Apache Airflow is an open-source platform for orchestrating and automating batch jobs, allowing for the easy creation, scheduling, monitoring, and management of workflows. Airflow supports Hive SQL, enabling the effortless execution of Hive SQL tasks.
Apache Airflow utilizes Directed Acyclic Graphs (DAGs) to represent workflows, which consist of task nodes and dependencies. Task nodes can be Python operations, Shell operations, SQL operations, and more. Airflow supports various schedulers, including the Local scheduler, Celery scheduler, Kubernetes scheduler, and others.
This article introduces how to write Hive SQL tasks using pyhive
and execute them with the Apache Airflow Kubernetes scheduler.
The specific code implementation can be accessed on Github or Gitee.
This code is a DAG (Directed Acyclic Graph) written using the Apache Airflow framework, designed for automating data processing tasks. It primarily performs two tasks: creating a Hive table and inserting data, followed by identifying the top-scoring students in each subject.

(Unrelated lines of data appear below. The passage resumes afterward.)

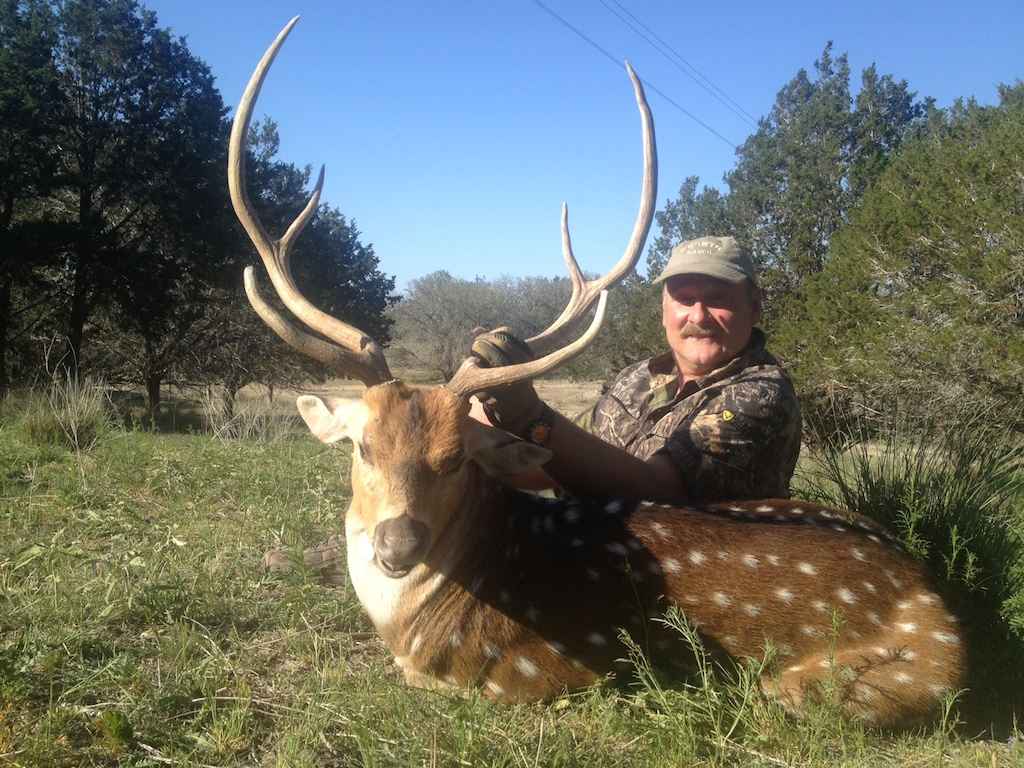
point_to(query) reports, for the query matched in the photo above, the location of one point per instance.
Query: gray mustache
(691, 330)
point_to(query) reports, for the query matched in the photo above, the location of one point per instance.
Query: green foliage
(70, 413)
(139, 629)
(953, 493)
(923, 298)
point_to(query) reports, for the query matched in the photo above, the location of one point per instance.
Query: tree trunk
(4, 318)
(153, 382)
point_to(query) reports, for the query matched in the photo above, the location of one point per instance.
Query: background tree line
(888, 232)
(117, 237)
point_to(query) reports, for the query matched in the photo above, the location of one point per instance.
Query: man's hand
(513, 407)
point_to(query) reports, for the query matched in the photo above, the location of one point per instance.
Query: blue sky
(452, 131)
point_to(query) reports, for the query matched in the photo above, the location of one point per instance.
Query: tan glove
(513, 407)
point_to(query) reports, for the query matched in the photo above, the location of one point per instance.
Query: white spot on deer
(660, 531)
(846, 596)
(525, 667)
(784, 595)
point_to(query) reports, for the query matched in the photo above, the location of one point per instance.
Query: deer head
(416, 451)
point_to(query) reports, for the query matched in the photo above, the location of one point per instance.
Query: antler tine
(470, 378)
(349, 349)
(585, 292)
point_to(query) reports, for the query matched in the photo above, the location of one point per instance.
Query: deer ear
(500, 454)
(332, 419)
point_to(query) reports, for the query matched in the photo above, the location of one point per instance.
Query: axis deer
(473, 584)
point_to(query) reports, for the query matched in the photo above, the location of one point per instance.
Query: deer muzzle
(399, 543)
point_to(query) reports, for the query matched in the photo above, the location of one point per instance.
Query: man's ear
(332, 419)
(500, 454)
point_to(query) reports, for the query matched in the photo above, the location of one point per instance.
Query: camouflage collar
(665, 374)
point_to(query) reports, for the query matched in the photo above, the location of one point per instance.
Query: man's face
(707, 321)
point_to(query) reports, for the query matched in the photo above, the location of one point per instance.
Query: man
(714, 418)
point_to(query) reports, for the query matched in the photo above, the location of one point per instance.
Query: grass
(138, 629)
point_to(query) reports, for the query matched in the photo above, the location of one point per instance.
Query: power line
(647, 83)
(672, 54)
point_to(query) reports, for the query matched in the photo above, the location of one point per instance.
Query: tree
(809, 161)
(141, 120)
(29, 101)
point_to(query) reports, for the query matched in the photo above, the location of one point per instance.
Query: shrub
(955, 498)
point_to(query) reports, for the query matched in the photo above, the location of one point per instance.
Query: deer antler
(347, 348)
(470, 378)
(586, 292)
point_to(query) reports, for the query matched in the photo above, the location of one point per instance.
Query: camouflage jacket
(733, 433)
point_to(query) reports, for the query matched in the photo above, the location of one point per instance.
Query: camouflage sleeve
(742, 443)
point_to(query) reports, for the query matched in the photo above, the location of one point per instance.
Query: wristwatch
(538, 431)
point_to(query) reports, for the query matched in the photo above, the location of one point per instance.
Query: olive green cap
(716, 257)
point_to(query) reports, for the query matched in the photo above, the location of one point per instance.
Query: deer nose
(398, 544)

The following components need to be installed in KDP:
After installing Airflow with default parameters in KDP, log in to the Airflow Web interface using the username admin
and password admin
.
Start the DAG named hive-sql-example
.
Upon successful execution, the results can be viewed through the Hue Web interface. Alternatively, you can refer to the hive-server2
Quick Start guide to connect to Hive Server2 using beeline and view the results.
运行成功后,可以通过Hue Web界面查看结果。也可以参考 hive-server2
Qucick Start 使用beeline 连接 Hive Server2 查看结果。